A June 22 article referred to Iogen Corp. of Ottawa, which is considering building a biofuels plant in Idaho's Snake River Valley, as Iogen Technologies LLC. The latter is a McLean information technology company.
New Fuel Source Grows on the Prairie
With Oil Prices Up, Biomass Looks More Feasible
Washington Post Staff Writer
Thursday, June 22, 2006; Page A01
IMPERIAL, Neb. -- Just outside this town in the middle of the great American prairie, 37 miles from the nearest traffic light, stands a huge pile of cornstalks and leaves. It looks like a 35-foot mountain of yard trash, yet black cables snake into the pile, attached to sensors that monitor its vital statistics by the minute.
If ambitious plans taking shape in Washington and in state capitals come to fruition, this pile of stalks and many more like it will become the oil wells of the 21st century. The idea is to run the nation's transportation system largely on alcohol produced from bulk plant material, weaning America from foreign oil and the risks that go with it, including wars, global warming and terrorism.
Farmers have pushed for years to get more people using gasoline mixed with ethanol made from corn kernels, but so far such ethanol has replaced only about 3 percent of the nation's gasoline, and by most estimates, the country would never be able to grow enough corn to replace more than 10 or 12 percent of its fuel supply.
Now many scientists -- and eager Silicon Valley venture capitalists -- are focusing on a new type of ethanol made from agricultural wastes and other plant residues, a potentially vast supply of material known as biomass.
While ethanol made from cornstalks may sound a lot like ethanol made from corn, the technology required is markedly different.

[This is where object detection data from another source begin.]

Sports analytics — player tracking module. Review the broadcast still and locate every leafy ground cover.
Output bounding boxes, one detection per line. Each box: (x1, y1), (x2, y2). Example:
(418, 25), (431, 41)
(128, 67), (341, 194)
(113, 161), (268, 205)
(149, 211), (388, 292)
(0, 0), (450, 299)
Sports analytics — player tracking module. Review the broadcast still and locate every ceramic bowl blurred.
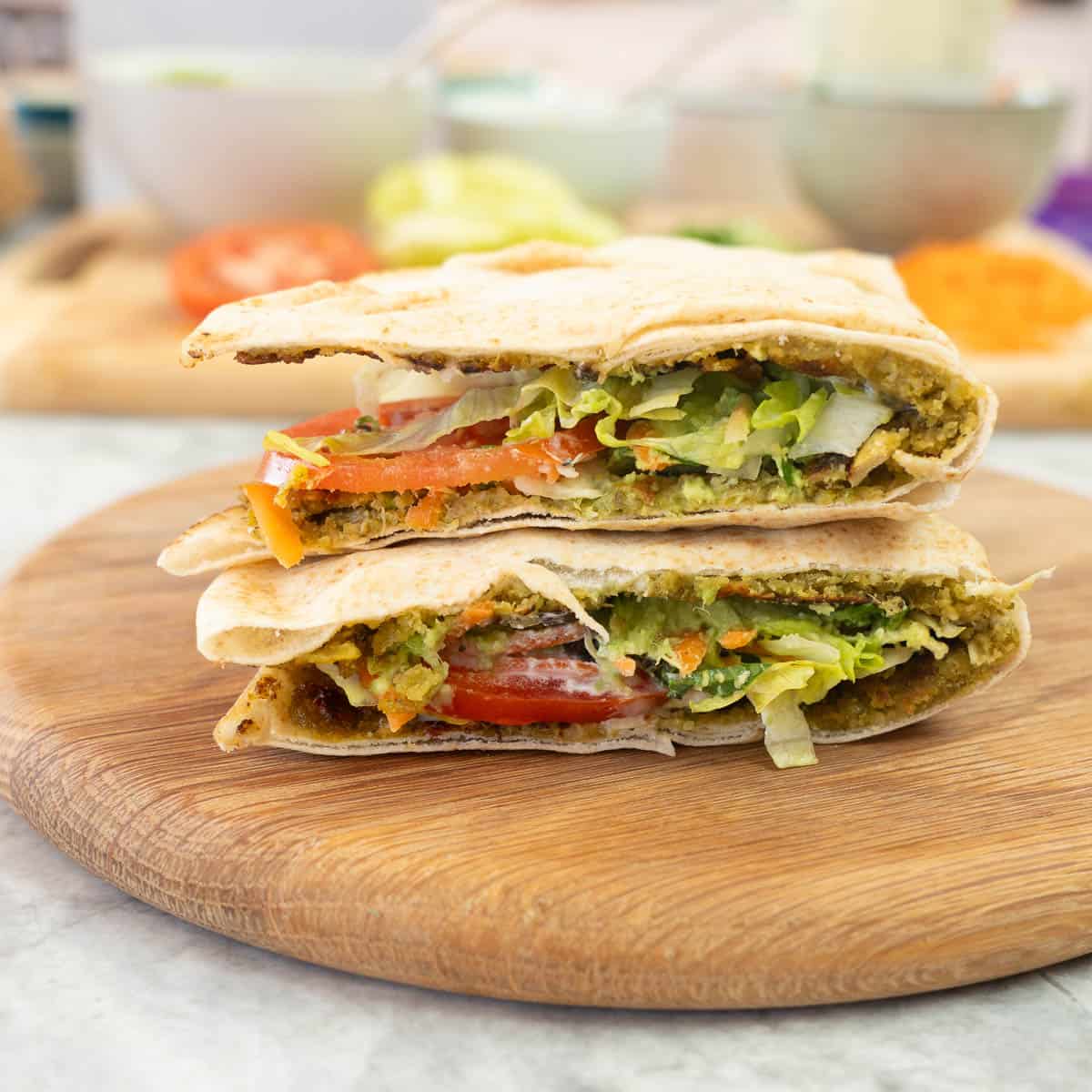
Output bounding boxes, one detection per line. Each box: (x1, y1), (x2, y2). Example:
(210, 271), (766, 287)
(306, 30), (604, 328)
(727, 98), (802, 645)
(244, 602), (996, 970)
(86, 49), (431, 230)
(442, 83), (672, 212)
(785, 86), (1067, 251)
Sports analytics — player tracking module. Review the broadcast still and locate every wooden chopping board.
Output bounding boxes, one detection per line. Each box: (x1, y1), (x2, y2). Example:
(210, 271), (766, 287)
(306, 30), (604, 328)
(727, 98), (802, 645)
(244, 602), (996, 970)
(0, 202), (825, 421)
(0, 208), (359, 420)
(0, 469), (1092, 1008)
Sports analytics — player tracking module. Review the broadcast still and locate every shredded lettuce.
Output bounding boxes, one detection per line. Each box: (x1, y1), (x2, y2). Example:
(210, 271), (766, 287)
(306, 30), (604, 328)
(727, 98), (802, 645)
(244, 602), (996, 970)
(590, 590), (962, 766)
(506, 368), (894, 485)
(788, 383), (895, 459)
(286, 353), (894, 498)
(262, 432), (329, 466)
(759, 693), (819, 770)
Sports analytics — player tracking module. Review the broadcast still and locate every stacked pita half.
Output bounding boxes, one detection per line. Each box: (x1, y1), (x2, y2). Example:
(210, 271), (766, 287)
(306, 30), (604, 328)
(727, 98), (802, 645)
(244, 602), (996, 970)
(159, 238), (1028, 766)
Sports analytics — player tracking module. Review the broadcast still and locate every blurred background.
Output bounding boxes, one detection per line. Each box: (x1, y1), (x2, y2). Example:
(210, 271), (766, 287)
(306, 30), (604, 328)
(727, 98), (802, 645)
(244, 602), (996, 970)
(0, 0), (1092, 571)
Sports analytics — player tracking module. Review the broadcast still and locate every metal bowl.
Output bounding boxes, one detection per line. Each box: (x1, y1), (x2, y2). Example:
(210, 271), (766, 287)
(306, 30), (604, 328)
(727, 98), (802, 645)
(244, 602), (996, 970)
(785, 87), (1067, 251)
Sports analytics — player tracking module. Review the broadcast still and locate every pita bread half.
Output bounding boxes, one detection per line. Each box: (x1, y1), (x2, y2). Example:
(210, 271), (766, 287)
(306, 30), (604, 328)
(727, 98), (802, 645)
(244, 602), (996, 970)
(197, 517), (1030, 754)
(158, 481), (959, 577)
(182, 236), (981, 386)
(159, 237), (997, 575)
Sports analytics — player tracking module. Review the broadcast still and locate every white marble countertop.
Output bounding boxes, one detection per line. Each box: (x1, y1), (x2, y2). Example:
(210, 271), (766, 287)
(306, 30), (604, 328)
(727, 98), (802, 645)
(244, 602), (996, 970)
(0, 415), (1092, 1092)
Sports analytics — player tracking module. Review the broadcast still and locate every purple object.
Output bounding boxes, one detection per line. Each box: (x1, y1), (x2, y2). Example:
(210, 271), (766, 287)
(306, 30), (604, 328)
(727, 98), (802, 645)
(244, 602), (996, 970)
(1034, 170), (1092, 250)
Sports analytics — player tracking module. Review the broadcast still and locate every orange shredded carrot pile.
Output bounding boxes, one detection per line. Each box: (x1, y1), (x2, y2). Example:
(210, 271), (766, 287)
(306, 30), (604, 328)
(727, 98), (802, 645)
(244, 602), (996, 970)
(242, 481), (304, 569)
(672, 633), (709, 675)
(406, 490), (447, 531)
(897, 242), (1092, 353)
(716, 629), (758, 652)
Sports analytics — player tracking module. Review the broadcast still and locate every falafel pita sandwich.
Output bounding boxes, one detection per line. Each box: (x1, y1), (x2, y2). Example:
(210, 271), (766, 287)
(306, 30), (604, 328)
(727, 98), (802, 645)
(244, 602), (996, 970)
(160, 238), (996, 574)
(197, 515), (1030, 766)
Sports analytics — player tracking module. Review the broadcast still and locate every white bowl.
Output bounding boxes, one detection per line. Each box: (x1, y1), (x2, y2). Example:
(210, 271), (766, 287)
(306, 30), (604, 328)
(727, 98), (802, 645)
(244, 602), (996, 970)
(86, 48), (431, 230)
(442, 84), (672, 212)
(786, 87), (1066, 251)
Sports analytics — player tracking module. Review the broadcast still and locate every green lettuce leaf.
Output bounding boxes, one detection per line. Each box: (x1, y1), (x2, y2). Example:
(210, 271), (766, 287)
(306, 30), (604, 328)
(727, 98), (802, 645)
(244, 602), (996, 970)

The technique was long considered too expensive to compete with gasoline produced from oil, but the cost is declining rapidly just as oil prices hit record highs.

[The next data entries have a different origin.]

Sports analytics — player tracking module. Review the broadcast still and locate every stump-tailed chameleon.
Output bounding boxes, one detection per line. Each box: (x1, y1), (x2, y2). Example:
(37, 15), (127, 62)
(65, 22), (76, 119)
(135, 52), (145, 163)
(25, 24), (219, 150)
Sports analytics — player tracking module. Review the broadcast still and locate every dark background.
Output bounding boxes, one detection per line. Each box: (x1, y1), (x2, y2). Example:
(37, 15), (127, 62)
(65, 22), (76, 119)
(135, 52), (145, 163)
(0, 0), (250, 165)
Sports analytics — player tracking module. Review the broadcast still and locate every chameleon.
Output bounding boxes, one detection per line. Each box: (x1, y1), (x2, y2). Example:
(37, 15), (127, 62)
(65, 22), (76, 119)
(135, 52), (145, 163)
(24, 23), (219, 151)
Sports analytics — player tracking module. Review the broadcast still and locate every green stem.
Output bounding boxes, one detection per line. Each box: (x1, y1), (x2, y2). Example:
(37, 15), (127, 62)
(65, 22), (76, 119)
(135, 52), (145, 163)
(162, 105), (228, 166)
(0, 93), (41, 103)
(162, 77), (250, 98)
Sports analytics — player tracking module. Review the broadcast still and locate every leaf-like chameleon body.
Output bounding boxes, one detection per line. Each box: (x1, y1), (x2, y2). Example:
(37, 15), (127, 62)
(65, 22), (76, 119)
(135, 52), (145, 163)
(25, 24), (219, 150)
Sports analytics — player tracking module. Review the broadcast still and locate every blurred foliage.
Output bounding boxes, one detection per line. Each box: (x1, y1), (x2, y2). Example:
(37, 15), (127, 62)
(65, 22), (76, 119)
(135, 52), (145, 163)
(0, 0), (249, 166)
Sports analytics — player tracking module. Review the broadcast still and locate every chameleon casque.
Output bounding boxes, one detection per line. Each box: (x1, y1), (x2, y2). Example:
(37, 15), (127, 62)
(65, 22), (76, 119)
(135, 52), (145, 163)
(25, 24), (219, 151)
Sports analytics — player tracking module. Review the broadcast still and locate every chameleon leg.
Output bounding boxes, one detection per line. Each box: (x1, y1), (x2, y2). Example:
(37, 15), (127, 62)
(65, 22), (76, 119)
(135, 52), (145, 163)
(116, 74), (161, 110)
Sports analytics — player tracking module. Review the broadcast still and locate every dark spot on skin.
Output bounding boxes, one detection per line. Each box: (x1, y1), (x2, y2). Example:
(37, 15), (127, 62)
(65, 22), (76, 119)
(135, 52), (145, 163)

Experts say that soon, those trends will open the possibility of a vast new industry in this country producing a homegrown fuel.
If the notion that a country the size of the United States could power its vehicle fleet on what amounts to moonshine seems crazy, consider this: Brazil is already well on its way to running a fleet on rum. After a 30-year campaign, Brazil has replaced 40 percent of its gasoline with alcohol produced from sugar cane. With new oil wells coming on line this year, the country is expected to declare independence from foreign oil producers.

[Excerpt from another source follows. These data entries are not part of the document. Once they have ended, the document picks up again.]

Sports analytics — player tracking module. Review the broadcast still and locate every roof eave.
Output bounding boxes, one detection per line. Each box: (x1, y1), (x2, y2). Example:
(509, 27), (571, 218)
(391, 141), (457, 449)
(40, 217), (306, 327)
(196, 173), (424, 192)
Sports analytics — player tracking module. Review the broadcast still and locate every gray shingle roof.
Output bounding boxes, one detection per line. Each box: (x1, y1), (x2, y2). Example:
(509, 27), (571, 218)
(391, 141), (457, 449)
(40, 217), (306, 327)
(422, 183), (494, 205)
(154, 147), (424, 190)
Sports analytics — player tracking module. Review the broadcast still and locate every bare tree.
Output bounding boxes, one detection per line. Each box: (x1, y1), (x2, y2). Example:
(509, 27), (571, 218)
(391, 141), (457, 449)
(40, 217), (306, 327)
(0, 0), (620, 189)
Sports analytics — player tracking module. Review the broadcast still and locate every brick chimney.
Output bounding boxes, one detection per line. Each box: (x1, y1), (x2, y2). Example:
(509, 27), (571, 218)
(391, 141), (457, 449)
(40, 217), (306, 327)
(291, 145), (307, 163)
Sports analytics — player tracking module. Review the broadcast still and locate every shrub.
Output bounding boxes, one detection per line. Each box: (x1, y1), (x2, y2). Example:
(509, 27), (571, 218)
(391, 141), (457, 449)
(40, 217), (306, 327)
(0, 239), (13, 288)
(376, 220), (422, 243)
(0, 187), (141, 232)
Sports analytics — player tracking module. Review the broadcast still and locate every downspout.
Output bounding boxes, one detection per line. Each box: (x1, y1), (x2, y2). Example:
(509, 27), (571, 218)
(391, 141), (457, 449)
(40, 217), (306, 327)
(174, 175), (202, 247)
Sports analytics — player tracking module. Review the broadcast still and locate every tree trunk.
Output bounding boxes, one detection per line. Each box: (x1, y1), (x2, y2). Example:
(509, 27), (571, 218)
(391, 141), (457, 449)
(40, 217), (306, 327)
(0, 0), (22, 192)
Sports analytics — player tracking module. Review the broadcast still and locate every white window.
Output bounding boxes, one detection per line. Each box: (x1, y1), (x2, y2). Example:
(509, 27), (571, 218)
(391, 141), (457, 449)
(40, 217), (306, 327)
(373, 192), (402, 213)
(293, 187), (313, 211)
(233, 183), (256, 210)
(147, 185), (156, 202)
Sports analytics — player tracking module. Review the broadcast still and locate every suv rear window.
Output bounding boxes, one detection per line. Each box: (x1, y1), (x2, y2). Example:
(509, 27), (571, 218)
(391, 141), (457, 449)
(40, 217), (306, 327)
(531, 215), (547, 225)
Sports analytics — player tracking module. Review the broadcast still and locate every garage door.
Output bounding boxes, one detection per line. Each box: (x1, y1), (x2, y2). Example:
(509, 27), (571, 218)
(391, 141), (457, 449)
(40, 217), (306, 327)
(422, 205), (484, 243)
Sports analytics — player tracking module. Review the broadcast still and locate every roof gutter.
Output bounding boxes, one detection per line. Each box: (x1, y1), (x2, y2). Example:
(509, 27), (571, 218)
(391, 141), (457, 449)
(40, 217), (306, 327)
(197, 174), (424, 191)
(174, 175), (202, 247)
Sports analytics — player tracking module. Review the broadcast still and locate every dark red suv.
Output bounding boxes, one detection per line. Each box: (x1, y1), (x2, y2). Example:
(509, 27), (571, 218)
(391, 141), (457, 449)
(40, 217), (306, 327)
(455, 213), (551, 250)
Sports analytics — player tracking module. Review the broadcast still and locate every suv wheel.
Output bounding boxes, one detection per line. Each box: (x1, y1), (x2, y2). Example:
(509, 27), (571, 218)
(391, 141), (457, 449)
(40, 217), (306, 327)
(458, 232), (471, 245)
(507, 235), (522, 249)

The sugar-cane plan won't work in the United States -- only a few states have the right climate. But the country has vast supplies of wood chips, sawdust, wheat straw, waste paper and many other materials that could be turned into liquid fuels, and it has millions of acres that could be devoted to growing special energy crops like the switchgrass President Bush has mentioned repeatedly this year.
"If you think we're heading towards a future where oil prices are going to stay relatively high, $50-plus a barrel, then the energy cost delivered in plant biomass is much, much less than the energy cost delivered in oil," said Bruce E. Dale, head of the Biomass Conversion Research Laboratory at Michigan State University. "I'm completely convinced that this industry is going to happen on economic grounds alone. The demand for liquid fuels is so high and rising that we're going to convert an awful lot of stuff to liquid fuels."
Speculative investment capital and even money from some of the big oil companies is moving into the field. A handful of biomass-ethanol companies have built pilot plants, and some are scouting locations for bigger facilities. Politicians are trying to hurry the industry along, with Congress dangling potential loan guarantees to pioneer companies.
Yet fundamental questions about the biomass alternative have yet to be answered. The economics of making ethanol from biomass remain unproven on a commercial scale. Simply collecting all the necessary straw, cornstalks, wood chips and other waste would be a vast logistical problem, and growing energy crops would require big changes in U.S. agriculture.
Nobody is even sure how to store most types of biomass -- an elementary problem in producing a year-round fuel from a seasonal feedstock. That's the question the pile of cornstalks in Nebraska is meant to answer.